Goodell backs helmet-hit change but defenders unhappy

Goodell backs helmet-hit change but defenders unhappy
AFP

Miami (AFP) – NFL commissioner Roger Goodell said Wednesday that team owners achieved a priority item by imposing harsher punishment for helmet-inflicted hits while some defenders ripped the rule change designed to reduce concussions.

“We think this is going to help us take the helmet out of the game, and get it back to where it’s a protective device as opposed to something that can be used as a weapon,” Goodell said.

Owners approved a 15-yard penalty and possible ejection for any player who lowers his head to initiate contact with his helmet. The move was aimed at reducing the number and severity of concussions and other injuries.

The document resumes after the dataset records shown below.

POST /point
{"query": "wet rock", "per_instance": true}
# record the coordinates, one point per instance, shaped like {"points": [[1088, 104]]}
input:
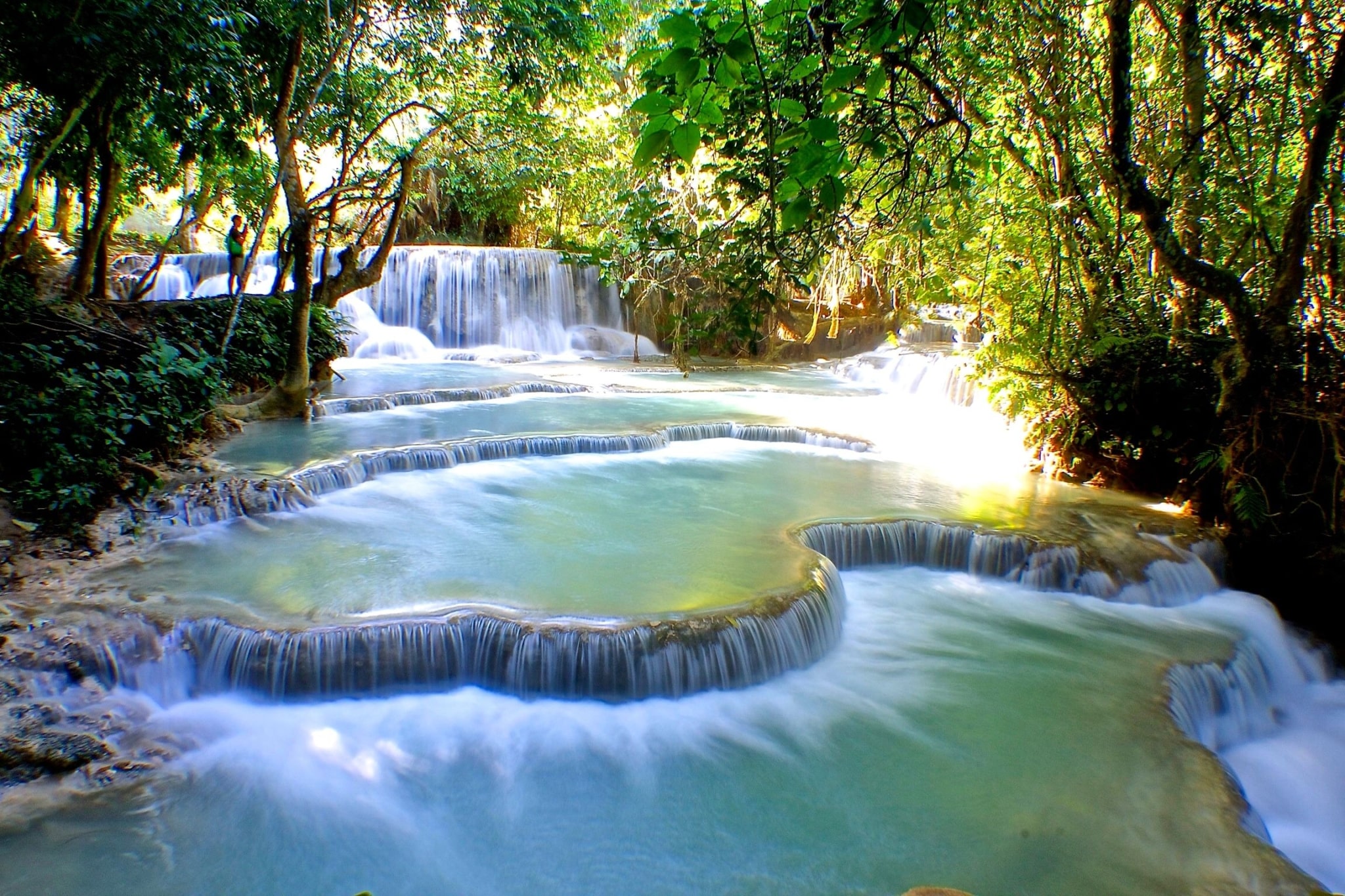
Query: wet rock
{"points": [[116, 773], [29, 754]]}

“I think the coaches, unanimously, stood up and said ‘We’re with it. We understand it’s a major change and we take responsibility,’ which is what the union asked us,” said Atlanta Falcons president Rich McKay, the NFL competition committee chairman.

“They said, ‘We understand the rule, we understand the change. We need the coaches locked in arms with us arm in arm in the teaching of this.’”

There were no concerns that coaches would fail to instruct player on safer methods of leading into hits.

“I did not hear a single coach who did not believe this is what he have to do and the right thing to do,” Goodell said. “We can do this. It’s going to take a collective effort. It’s not just on the officials to enforce it. It’s not just on the league to discipline for it. It’s on the coaches to coach it … everyone is enthusiastically behind this in support of this.”

Goodell downplayed questions about how the NFL will resolve player kneeling protests during pre-game playing of the US national anthem. One idea is to play the song while teams are in the locker rooms before games. A resolution is expected at the May owners’ meetings.

– Helmet safety rule ‘ridiculous’ –

NFL cornerbacks Richard Sherman of San Francisco and Josh Norman of Washington told USA Today they were frustrated at the new helmet-hit rule change.

“It’s ridiculous,” Sherman wrote in a text to the newspaper. “Like telling a driver if you touch the lane lines, you’re getting a ticket. (It’s going to) lead to more lower-extremity injuries.”

“I don’t know how you’re going to play the game,” added Norman. “If your helmet comes in contact? How are you going to avoid that if you’re in the trenches and hit a running back, facemask to facemask and accidentally graze the helmet? It’s obviously going to happen so I don’t know even what that definition looks like.”

The rule applies anywhere on the field, notably when blockers and defensive lineman slam into each other. That sort of encounter led to Pittsburgh Steelers linebacker Ryan Shazier sustaining a spinal injury last December and being sidelined for at least the 2018 season.

“I understand trying to be safer, I get it. We saw what happened to Ryan Shazier, and I get it and understand that,” Norman said. “But at the same time, it’s football.”

The NFL reported a 13 percent increase in diagnosed concussions, 38 more in all, from 2016 to 2017.

“The more we saw of the concussion plays, and the more there was a common technique, it became more apparent that we needed to get to the technique that can protect the person doing the hitting also,” McKay said.